Elijah asked the following via SOCNET mailing list:

I was wondering if anyone knew of a script or tool which would give me the network distance of nodes to a particular class of nodes.  I think of this as an Erdos number, except instead of getting the distance to one node, I want the distance to the closest node of a particular class.  Let’s say I have a network of people and I know their professions.  Some are Students, some are Journalists and a small number are Engineers.  I’d like to be able to find out the network distance of each node to the closest Engineer node. It would be particularly useful if the script also had the option to total edge weight into the calculation.

If you get your network data into R it is fairly straightforward to do this using igraph package. Here is the function:

# shortest paths to nodes with a specified value on certain node attribute
spnt <- function(g, aname, avalue, weights=NULL, ...)
{
  require(igraph)
  stopifnot(inherits(g, "igraph"))
  a <- get.vertex.attribute(g, aname)
  m <- shortest.paths(g, v=V(g)[a==avalue], weights=weights, ...)
  apply(m, 2, min)
}

It assumes that ‘g’ is a network (object of class ‘igraph’), ‘aname’ is a name of the node attribute, ‘avalue’ is the value of the attribute ‘aname’ that designates the nodes to/from which we would like to calculate distances, finally ‘weights’ can be optionally used to include weights in the calculation (as a numeric vector).

The function will return a vector of distances in ‘g’ from all the nodes to the closest node that have a value ‘avalue’ on attribute ‘aname’.

As an example consider the network below. It is undirected and has 15 nodes. It has two attributes defined: a node attribute called “color” having values “orange”, “lightblue”, and “lightgreen”, and an edge attribute called “w” with values 1 or 2. Both attributes are shown in the picture as a node color and edge label. The numbers on the nodes are node ids.

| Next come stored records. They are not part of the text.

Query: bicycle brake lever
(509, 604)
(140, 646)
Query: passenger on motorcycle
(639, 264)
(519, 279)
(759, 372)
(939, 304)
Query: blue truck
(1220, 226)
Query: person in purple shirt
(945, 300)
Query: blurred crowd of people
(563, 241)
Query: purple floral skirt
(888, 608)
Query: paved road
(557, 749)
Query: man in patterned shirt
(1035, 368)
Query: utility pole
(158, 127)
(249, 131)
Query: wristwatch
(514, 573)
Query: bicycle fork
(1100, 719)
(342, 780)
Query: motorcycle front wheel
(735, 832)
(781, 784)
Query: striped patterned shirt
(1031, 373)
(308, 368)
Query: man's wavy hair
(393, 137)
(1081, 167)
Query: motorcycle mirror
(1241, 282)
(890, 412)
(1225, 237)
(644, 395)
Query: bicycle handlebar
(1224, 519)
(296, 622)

Assuming that the network is called ‘g’ we can use the function above in the following way:

> # from lightblue nodes to all others
> spnt(g, "color", "lightblue")
 [1] 0 1 2 1 2 3 0 1 2 1 2 3 2 3 4

> # from orange nodes to all others
> spnt(g, "color", "orange")
 [1] 1 0 1 0 1 0 1 0 0 2 1 0 2 1 0

> # to lightblue, but using weights (shortest path = minimal weight)
> spnt(g, "color", "lightblue", weights=E(g)$w)
 [1] 0 2 3 1 2 3 0 2 4 2 3 4 3 5 5

A couple of end notes:

  • In the result vector you will get 0s for the nodes of specified type, i.e. in the last example there are 0s for the “lightblue” nodes.
  • If a certain node is not connected (directly or via other nodes) to any node of specified type the vector will contain ‘Inf’ (plus infinity).
  • The algorithm will not accept negative weights. But this limitation can be effectively dodged by transforming the weights so that they are all positive (for example adding some number), performing the computation, and then transforming back the results to the original scale.
  • You can exploit other features of ‘shortest.paths’ function, on which this function is based. Any extra arguments to ‘spnt’ are passed to ‘shortest.paths’. For example, if the network is directed you can calculate shortest paths that are either incoming, or outgoing (via ‘mode’ argument). See help page of ‘shortest.paths’.
2 Comments
  1. September 16, 2011 15:58

    Hi Michał,

    Thanks for doing this. When I saw the question on Socnet, I thought about doing something similar. Do note that the weights are often strengths and thus need to be inversed for use with Dijkstra’s algorithm. See http://toreopsahl.com/tnet/weighted-networks/shortest-paths/

    Best,
    Tore

  2. September 18, 2011 22:40

    Tore, thanks for the comment. How the weights are to be used obviously depends on the particular context. if they are something like “social distance” then they can be used as is, while when they signify relationship strength then indeed one can, as you wrote, inverse them (i.e., 1/x) or reverse them (i.e.: -x + max(x)).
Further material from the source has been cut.